Visée par un mandat d’arrêt européen, Clarissa La Porta, une Italienne de 41 ans, aurait joué un rôle majeur dans le détournement de fonds de Caritas.
De nouveaux rebondissements dans l’affaire Caritas. Clarissa La Porta, une femme de 41 ans, a été arrêtée il y a quelques jours à Rome dans un appartement où elle s’était réfugiée. Visée par un mandat d’arrêt européen, elle aurait participé au détournement de fonds de 60 millions d’euros de l’ASBL luxembourgeoise. C’est ce que révèlent plusieurs médias italiens. D’après La Repubblica, la quadragénaire affichait sur les réseaux sociaux «une vie de luxe, entre hôtels exclusifs, dîners raffinés et destinations paradisiaques et voyages de rêve».
Une grande vie qui aurait été alimentée par le détournement de fonds de 60 millions d’euros de Caritas. En effet, d’après les enquêteurs, Clarissa La Porta aurait «joué un rôle actif au sein d’une organisation criminelle transnationale spécialisée dans la fraude et le blanchiment d’argent, agissant pour le compte de l’un des chefs du groupe». Elle était ainsi chargée de créer des sociétés fictives et d’ouvrir des comptes bancaires dans plusieurs pays, dont notamment la Suède ou le Portugal.
Les autorités du Grand-Duché avaient émis un mandat d’arrêt européen à son encontre pour les délits de faux en écriture, d’escroquerie, de participation à une association de malfaiteurs et de blanchiment d’argent quelques jours avant son arrestation.

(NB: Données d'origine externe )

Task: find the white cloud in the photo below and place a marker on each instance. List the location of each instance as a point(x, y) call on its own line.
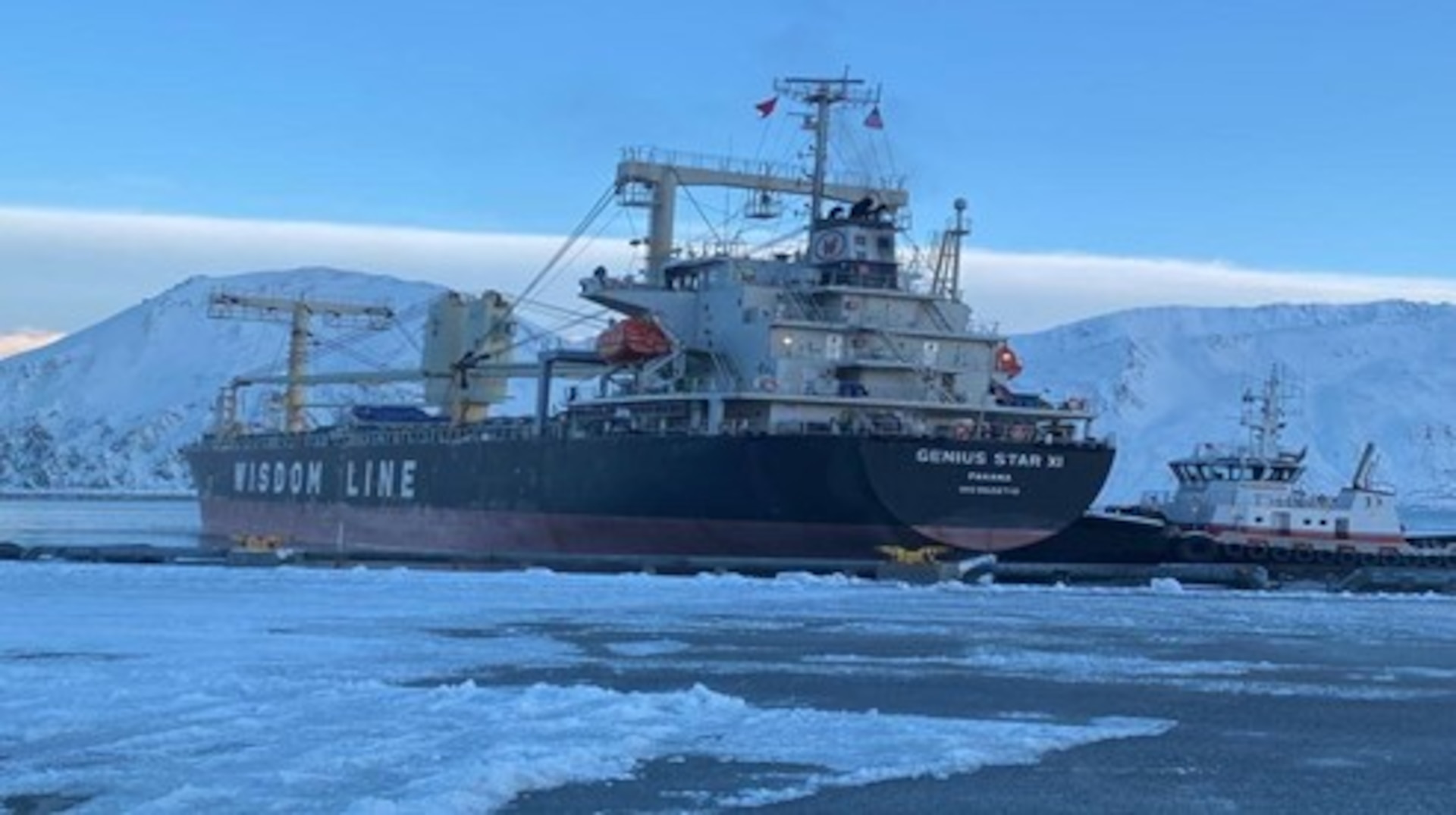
point(66, 270)
point(25, 340)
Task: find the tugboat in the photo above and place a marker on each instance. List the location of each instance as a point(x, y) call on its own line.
point(1247, 503)
point(807, 403)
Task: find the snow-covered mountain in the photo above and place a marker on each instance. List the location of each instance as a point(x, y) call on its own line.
point(1168, 379)
point(107, 408)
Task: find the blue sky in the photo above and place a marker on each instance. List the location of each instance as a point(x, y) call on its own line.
point(1285, 137)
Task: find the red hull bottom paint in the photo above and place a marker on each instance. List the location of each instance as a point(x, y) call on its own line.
point(538, 538)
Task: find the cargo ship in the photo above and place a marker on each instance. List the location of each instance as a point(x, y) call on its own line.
point(813, 400)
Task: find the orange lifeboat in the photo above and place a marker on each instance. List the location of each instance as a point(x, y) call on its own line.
point(632, 341)
point(1006, 362)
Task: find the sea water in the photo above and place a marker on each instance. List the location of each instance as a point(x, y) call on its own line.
point(99, 522)
point(174, 522)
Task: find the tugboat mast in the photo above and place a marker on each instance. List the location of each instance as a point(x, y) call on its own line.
point(823, 93)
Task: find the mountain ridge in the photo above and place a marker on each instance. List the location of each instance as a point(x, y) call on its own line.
point(108, 408)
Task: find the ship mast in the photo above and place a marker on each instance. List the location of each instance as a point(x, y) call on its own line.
point(823, 93)
point(651, 178)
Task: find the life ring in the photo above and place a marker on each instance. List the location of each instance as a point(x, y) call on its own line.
point(829, 245)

D’après La Repubblica, Clarissa La Porta a été transférée à la prison de Rebibbia à Rome où «elle demeure à la disposition des autorités judiciaires dans l’attente des procédures requises par le mandat d’arrêt européen».
Depuis la révélation du scandale à l’été 2024, neuf personnes ont été arrêtées dans le cadre de cette affaire.